Through the Looking Glass Children's Book Reviews



Jane Redd
For ages 12 and up
Mirror Press, 2016   ISBN: 978-1941145692

For the last thirty-seven years it has been raining almost continuously. After three years of rain, the U.S. Government announced that there was nothing they could do to help the citizens of the country survive the shocking climactic conditions. Martial law replaced the Constitution, and life in the United States began to change. By the fifth year after the rains began, all the children who were still alive began to focus on studies in science and technology. They became the hope of the future. They had to be the ones who would save humankind before it was too late. I

Much of what was once land is now under water. Jezebel lives in one of the few surviving cities, which is located in the Sawatch Mountains in what was once Colorado. The city is only five hundred feet above the water level, and the situation is looking increasingly grim.

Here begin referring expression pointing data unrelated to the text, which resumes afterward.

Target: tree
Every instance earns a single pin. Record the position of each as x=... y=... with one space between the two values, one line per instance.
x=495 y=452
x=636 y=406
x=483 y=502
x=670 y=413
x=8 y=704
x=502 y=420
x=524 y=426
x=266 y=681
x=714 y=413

To keep the population law abiding and compliant, the settlement’s ruling body, the Legislature, has put laws into place. These laws include making it illegal for anyone to be a member of a religious group, and it is against the law for people to fall in love. It is the job of all the citizens “to preserve our resources and work towards a secure future. We will sacrifice as one with the single goal in mind…” In short, the people are expected to do as they are told and to accept the positions in life, and the life partners, that the Legislature gives them. Young people who show promise are educated to become future scientists and leaders, and they become members of the A Level. Those who are not deemed worthy of this become members of the lower levels, and they become factory workers and fill other menial jobs.

To ensure that everyone abides by their laws, the Legislature has made sure that every citizen has a Harmony chip planted in their right shoulder. The purpose of the device is to suppress all strong emotions. What the Legislature does not know is that Jezebel’s Harmony chip does not seem to have any effect on her. She feels all the normal range of emotions, but she has to keep these emotions hidden because she is special.

Jezebel’s mother placed a second chip, the Carrier key, under her daughter’s skin, thus making her a Carrier. All Jez has to do is to make sure that she ends up in A Level. She needs to become a scientist so that she can learn all she can about the generators that the government built in the second year of the rains. The generators could be the only hope that human kind has. The current regime refuses to try to use them because, it is said, doing so would be risky. Perhaps the bigger issue is the fact that if the generators succeed in their purpose, the Legislature would have a hard time retaining a stranglehold on the people in the city.

Jez has worked very hard to get where she is. She has kept her emotions hidden, she has studied hard, and she has focused on getting accepted into the University so that she can do her duty as the Carrier. Her chances of being accepted are looking good, and then she makes a terrible mistake. When her father dies, he leaves her a box and in it there is a journal which belonged to Jez’s grandmother. Though she knows that she should hand the book over to the authorities, Jez holds onto it, and she reads the entries. She is shocked to find out that her grandmother was a Carrier, and that she wrote openly about the need to bring down the Legislature so that people could once again have their “dignity.” In addition, she fell in love with someone, and she acted on that love. She broke countless laws and she was caught.

Though Jez tries to keep the book a secret, it is found and she is sent to a prison. In the prison she is subjected to tests and she is watched even more than she was before. Jez finds out that other prisoners are being subjected to tests that destroy their minds. She meets someone who is like her, a boy whose emotions are not controlled by the Harmony chip. Jez cannot help wondering how many other people in the city are like her. How many of them can feel emotions, and how many of them have an agenda that opposes the Legislature.

This often chilling book takes readers into a world where people’s every move is watched and analyzed. Rules are in place that strip away their individuality and that deny them what we would consider to be basic human rights. It is fascinating to see how the leaders justify their regime, and we cannot help wondering how Jez is going to survive. Plot twists keep us on our toes, and just when we think we understand what is going on something occurs that puts a whole new light on the situation.